The heaviest fighting erupted on 21 December when the Viet Cong finally chose to make a stand. That morning, lead elements from C Company 1 RAR walked into a carefully prepared ambush. Automatic weapons fire and rocket-propelled grenades tore through the lead platoon, and for hours the Australians fought at close quarters in jungle so thick that men could hear the enemy but struggled to see them. Tank support proved decisive, the Centurions crashing through vegetation to bring their main guns to bear on bunker positions. But such contacts always came at a price. Over the course of Operation Goodwood, 21 Australians and one New Zealander were killed. Ninety-one Australians and six New Zealanders were wounded. South Vietnamese forces alongside them suffered 31 killed and 81 wounded. The VC lost at least 245 killed, 39 possibly killed, 45 wounded, and 17 captured across 274 separate contacts.
Operation Goodwood concluded on 19 February 1969, and its effects rippled across the province. The Australians had destroyed the VC's permanent infrastructure in the Hat Dich: their bunkers, supply caches, weapons depots, and the base camps that had allowed them to stage operations throughout Phuoc Tuy. More than 280 rocket-propelled grenades, 70 anti-personnel mines, 490 grenades, and 450 pounds of explosives were captured. Critically, the bulk of the contacts had been initiated by the Australians rather than the enemy, a reversal of the American experience where more than two-thirds of engagements were typically started by the VC. The 274th Regiment was forced to abandon its strongholds, and VC activity in the Australian area of operations visibly declined. From 1969 onward, operations in the province tended to be smaller, conducted at platoon and company level rather than battalion strength.

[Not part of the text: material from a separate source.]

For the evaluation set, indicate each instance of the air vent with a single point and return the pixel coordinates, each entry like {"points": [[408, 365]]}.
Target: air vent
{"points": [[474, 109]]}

There was no celebration when Operation Goodwood ended. The Australians redeployed almost immediately under Operation Federal, moving north to shield the major bases at Long Binh and Bien Hoa against an anticipated Tet offensive. The feared attacks never materialized with the ferocity of the previous year; the VC appeared demoralized after their earlier mauling at the battles of Coral and Balmoral. But even as the main force threat diminished, guerrilla activity surged in the populated southern areas of Phuoc Tuy, around Dat Do and Long Dien, where VC units moved freely at night. The Hat Dich campaign had broken the back of organized resistance in the jungle, yet the war's smaller, more intimate violence continued in the villages. Months later, in June 1969, the Australians would fight house-to-house through the village of Binh Ba in one of their fiercest engagements of the entire war, a reminder that even successful campaigns rarely deliver the clean endings that strategy demands.

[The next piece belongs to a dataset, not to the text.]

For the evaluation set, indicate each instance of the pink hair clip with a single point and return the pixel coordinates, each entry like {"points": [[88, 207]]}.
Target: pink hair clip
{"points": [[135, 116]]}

Coordinates: 10.65°N, 107.15°E. The Hat Dich region lies northwest of Nui Dat in what was Phuoc Tuy Province, now part of Ba Ria-Vung Tau Province in southern Vietnam. From altitude, the area appears as dense tropical forest between the Mây Tào Mountains and the coastal lowlands. Nearby airports include Vung Tau Airport (VVVT) approximately 30 km to the south and Tan Son Nhat International Airport (VVTS) roughly 80 km to the northwest in Ho Chi Minh City. Best viewed from 5,000-8,000 feet AGL where the jungle canopy and terrain features become visible.